Médecine du voyage et usage des drogues au sein du public migrant : l’asbl Migr’en santé poursuit son travail d’information et de sensibilisation ciblé
Depuis 2009, plusieurs acteurs associatifs de la région de Charleroi se sont réunis dans une plateforme baptisée « Migr’en santé ». Chaque année, cette dernière organise une journée d’information mêlant activités festives et conférences informatives avec un but unique : amener la population migrante à améliorer ses réflexes de santé. Pour sa huitième édition, cette initiative soutenue par le CRIC (Centre Régional d’Intégration de Charleroi) avait choisi deux thèmes de sensibilisation : « Médecine du voyage et vaccination » et « Drogues, cultures et migrations ».
Les questions médicales et sanitaires qui entourent le retour dans le pays d’origine se posent forcément de manière accrue à l’approche des grandes vacances, période propice pour retrouver la famille et les proches restés au pays. Responsable du centre de référence VIH du CHU de Charleroi, le Docteur Rémy Demeester a rappelé l’ensemble des mesures sanitaires et de vaccination essentielles avant de parcourir le monde.
Le praticien a tenu à établir une distinction entre trois types de vaccins. D’abord, les vaccins parfois obligatoires. Parmi ceux-ci, il répertorie celui contre la fièvre jaune (qui concerne l’Afrique subsaharienne et certains pays d’Amérique du Sud), celui contre les méningites (pour aller à la Mecque, notamment) et celui contre la poliomyélite (qui concernait, en 2018, l’Afghanistan, la Somalie, le Nigéria, le Niger et la République Démocratique du Congo). La deuxième catégorie est celle des vaccins de base. Y figurent ceux contre le tétanos et la diphtérie, contre la coqueluche, et contre la rougeole et la rubéole. Enfin, il y a les vaccins proposés : contre l’hépatite A, l’hépatite B, la fièvre typhoïde, la rage et, plus localisées, l’encéphalite japonaise et l’encéphalite à tiques.
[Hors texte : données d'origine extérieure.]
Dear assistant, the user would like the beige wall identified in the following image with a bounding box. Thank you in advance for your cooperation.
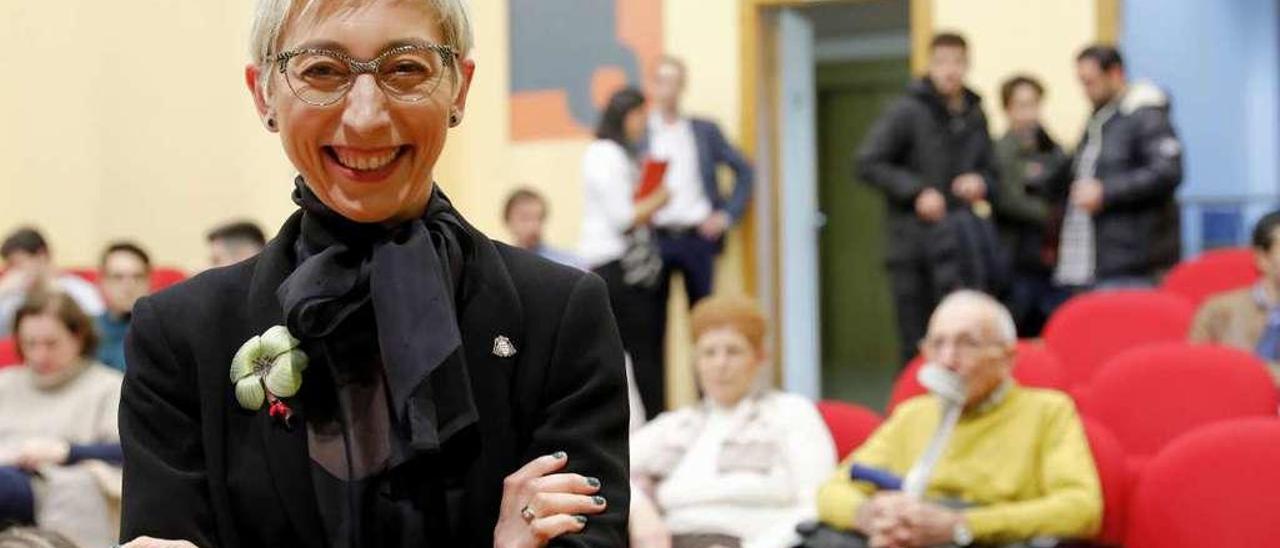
[0,0,289,268]
[933,0,1097,143]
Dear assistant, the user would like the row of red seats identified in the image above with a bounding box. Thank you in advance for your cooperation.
[819,341,1280,545]
[0,268,187,367]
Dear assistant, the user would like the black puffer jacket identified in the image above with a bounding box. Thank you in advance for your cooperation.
[1053,82,1183,279]
[855,78,996,264]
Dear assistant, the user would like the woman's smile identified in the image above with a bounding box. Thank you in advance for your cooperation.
[321,145,413,183]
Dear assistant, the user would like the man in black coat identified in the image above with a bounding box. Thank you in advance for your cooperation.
[856,33,995,364]
[1053,45,1183,292]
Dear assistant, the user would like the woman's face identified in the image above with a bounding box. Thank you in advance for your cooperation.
[246,0,475,223]
[694,326,764,407]
[622,106,649,142]
[18,314,84,378]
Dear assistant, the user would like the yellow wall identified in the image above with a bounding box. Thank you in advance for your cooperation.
[933,0,1097,143]
[0,0,1096,401]
[0,0,291,268]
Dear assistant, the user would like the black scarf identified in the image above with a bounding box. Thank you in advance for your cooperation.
[276,177,479,458]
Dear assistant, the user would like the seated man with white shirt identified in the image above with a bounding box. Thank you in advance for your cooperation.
[805,291,1102,548]
[648,56,755,306]
[0,227,106,337]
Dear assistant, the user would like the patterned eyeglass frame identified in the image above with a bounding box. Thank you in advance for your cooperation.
[275,42,458,106]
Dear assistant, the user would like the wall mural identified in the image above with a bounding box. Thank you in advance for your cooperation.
[507,0,662,142]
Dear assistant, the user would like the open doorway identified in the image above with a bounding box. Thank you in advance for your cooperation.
[805,0,910,408]
[754,0,928,408]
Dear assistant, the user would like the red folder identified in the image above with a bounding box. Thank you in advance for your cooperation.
[632,157,667,201]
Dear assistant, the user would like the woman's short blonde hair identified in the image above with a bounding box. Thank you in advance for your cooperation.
[250,0,475,75]
[690,294,767,352]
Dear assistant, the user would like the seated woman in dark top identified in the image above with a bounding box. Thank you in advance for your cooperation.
[120,0,630,548]
[0,293,120,545]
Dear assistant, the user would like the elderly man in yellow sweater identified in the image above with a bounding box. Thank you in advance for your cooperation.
[818,291,1102,548]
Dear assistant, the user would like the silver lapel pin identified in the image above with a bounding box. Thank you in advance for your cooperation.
[493,335,516,357]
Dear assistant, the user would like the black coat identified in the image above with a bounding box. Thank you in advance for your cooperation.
[856,78,996,264]
[120,208,630,548]
[1053,83,1183,279]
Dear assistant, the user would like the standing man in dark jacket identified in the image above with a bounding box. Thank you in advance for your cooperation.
[858,33,995,364]
[991,74,1070,337]
[645,56,755,307]
[1053,45,1183,292]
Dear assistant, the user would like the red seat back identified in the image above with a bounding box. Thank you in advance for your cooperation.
[64,269,102,286]
[0,337,22,367]
[1160,247,1258,307]
[151,266,187,291]
[1080,343,1280,458]
[1044,291,1196,387]
[1082,417,1133,544]
[1125,417,1280,548]
[888,341,1066,411]
[818,399,882,461]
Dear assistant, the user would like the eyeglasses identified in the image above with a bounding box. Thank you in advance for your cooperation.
[275,44,458,106]
[920,335,1001,357]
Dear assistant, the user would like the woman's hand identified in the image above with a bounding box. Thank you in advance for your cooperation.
[14,438,72,471]
[493,452,607,548]
[120,536,196,548]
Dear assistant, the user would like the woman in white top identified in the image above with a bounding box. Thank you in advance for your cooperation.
[579,87,669,416]
[631,296,836,548]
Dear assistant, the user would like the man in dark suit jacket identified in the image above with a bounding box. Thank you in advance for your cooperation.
[646,56,755,306]
[120,207,630,548]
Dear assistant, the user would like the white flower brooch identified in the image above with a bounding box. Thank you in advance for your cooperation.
[232,325,308,425]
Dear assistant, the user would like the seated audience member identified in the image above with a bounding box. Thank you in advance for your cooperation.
[818,291,1102,547]
[0,292,123,545]
[1190,211,1280,384]
[631,296,836,548]
[97,242,151,371]
[205,220,266,268]
[0,228,105,337]
[502,188,585,269]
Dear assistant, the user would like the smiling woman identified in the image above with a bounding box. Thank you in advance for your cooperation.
[120,0,630,547]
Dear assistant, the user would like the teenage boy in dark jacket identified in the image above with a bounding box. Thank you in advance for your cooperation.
[1053,45,1183,292]
[856,33,995,364]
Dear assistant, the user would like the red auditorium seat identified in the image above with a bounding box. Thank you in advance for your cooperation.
[1079,343,1280,458]
[1160,247,1258,307]
[818,399,882,461]
[1125,417,1280,548]
[151,268,187,291]
[1082,417,1134,545]
[1044,291,1196,388]
[888,341,1066,412]
[0,337,22,367]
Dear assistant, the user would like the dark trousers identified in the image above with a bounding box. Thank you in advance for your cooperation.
[595,261,667,419]
[657,228,721,306]
[0,466,36,529]
[1005,271,1064,338]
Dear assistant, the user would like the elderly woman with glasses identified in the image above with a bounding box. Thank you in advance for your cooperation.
[120,0,630,547]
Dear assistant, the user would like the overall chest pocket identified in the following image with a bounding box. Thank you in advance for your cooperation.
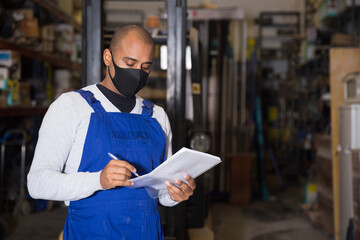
[112,137,153,175]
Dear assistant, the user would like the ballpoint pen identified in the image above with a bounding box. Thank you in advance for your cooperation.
[108,153,139,177]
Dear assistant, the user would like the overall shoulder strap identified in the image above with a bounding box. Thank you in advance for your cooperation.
[141,99,154,116]
[75,89,106,113]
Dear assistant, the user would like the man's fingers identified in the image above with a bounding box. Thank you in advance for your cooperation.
[109,159,136,172]
[166,182,189,201]
[110,167,131,177]
[175,180,193,196]
[185,175,196,190]
[113,180,134,187]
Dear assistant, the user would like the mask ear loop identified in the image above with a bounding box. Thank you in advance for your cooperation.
[107,49,115,80]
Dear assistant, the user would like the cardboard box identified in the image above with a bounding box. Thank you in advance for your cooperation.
[331,33,360,47]
[0,67,9,90]
[42,40,54,53]
[0,50,21,79]
[41,25,55,41]
[21,18,40,38]
[13,8,34,21]
[13,81,31,107]
[58,0,74,16]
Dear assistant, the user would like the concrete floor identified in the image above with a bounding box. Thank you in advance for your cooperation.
[1,189,332,240]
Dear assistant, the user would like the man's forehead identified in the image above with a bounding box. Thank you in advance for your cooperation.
[112,39,153,59]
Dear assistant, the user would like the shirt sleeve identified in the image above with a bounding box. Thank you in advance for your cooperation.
[159,111,179,207]
[27,95,102,201]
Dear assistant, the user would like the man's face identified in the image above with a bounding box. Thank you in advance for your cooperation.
[110,34,154,75]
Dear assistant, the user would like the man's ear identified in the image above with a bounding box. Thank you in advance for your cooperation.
[103,48,111,66]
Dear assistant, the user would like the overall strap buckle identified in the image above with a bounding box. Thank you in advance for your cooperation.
[141,99,154,116]
[75,89,106,112]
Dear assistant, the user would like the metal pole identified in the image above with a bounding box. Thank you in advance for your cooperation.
[231,21,241,153]
[82,0,103,86]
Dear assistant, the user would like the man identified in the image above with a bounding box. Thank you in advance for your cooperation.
[28,25,195,240]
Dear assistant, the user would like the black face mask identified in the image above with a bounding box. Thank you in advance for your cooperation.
[108,53,149,98]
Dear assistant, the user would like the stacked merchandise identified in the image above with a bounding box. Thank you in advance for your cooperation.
[315,134,334,234]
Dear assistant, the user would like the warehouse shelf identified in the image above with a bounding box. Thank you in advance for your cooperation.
[0,38,81,72]
[0,107,48,118]
[32,0,81,32]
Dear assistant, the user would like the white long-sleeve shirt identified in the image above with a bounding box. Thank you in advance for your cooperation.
[27,85,177,206]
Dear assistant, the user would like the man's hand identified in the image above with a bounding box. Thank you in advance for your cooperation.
[100,159,136,189]
[165,175,196,202]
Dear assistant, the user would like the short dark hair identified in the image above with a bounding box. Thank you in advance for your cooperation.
[109,25,155,51]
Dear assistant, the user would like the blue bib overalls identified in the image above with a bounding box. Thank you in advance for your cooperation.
[63,90,166,240]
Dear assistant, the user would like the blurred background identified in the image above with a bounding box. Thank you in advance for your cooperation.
[0,0,360,240]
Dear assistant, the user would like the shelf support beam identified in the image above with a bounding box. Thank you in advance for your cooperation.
[81,0,103,86]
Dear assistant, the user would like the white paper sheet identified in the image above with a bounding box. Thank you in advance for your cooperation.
[130,148,221,198]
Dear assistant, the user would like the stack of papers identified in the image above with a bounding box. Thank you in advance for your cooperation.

Pour connaître et gérer la validité de tous ces vaccins, le docteur conseille vivement de consulter et tenir à jour son carnet de vaccination.
Des conseils de voyage essentiels
La malaria est une problématique clé lorsqu’un voyage dans les pays à risque est envisagé, qu’il s’agisse ou pas d’un retour au pays d’origine. Le Docteur Rémy Demeester insiste sur le fait que, pour les migrants, les anticorps constitués au pays s’estompent en Belgique et que, par conséquent, le risque de déclenchement est plus grand pour les personnes concernées que pour celles restées au pays. Sur place, il convient donc de mettre en place une prévention anti-moustiques dès le coucher du soleil, comme des vêtements clairs, longs et couverts, des répulsifs anti-moustiques, des moustiquaires et l’air conditionné.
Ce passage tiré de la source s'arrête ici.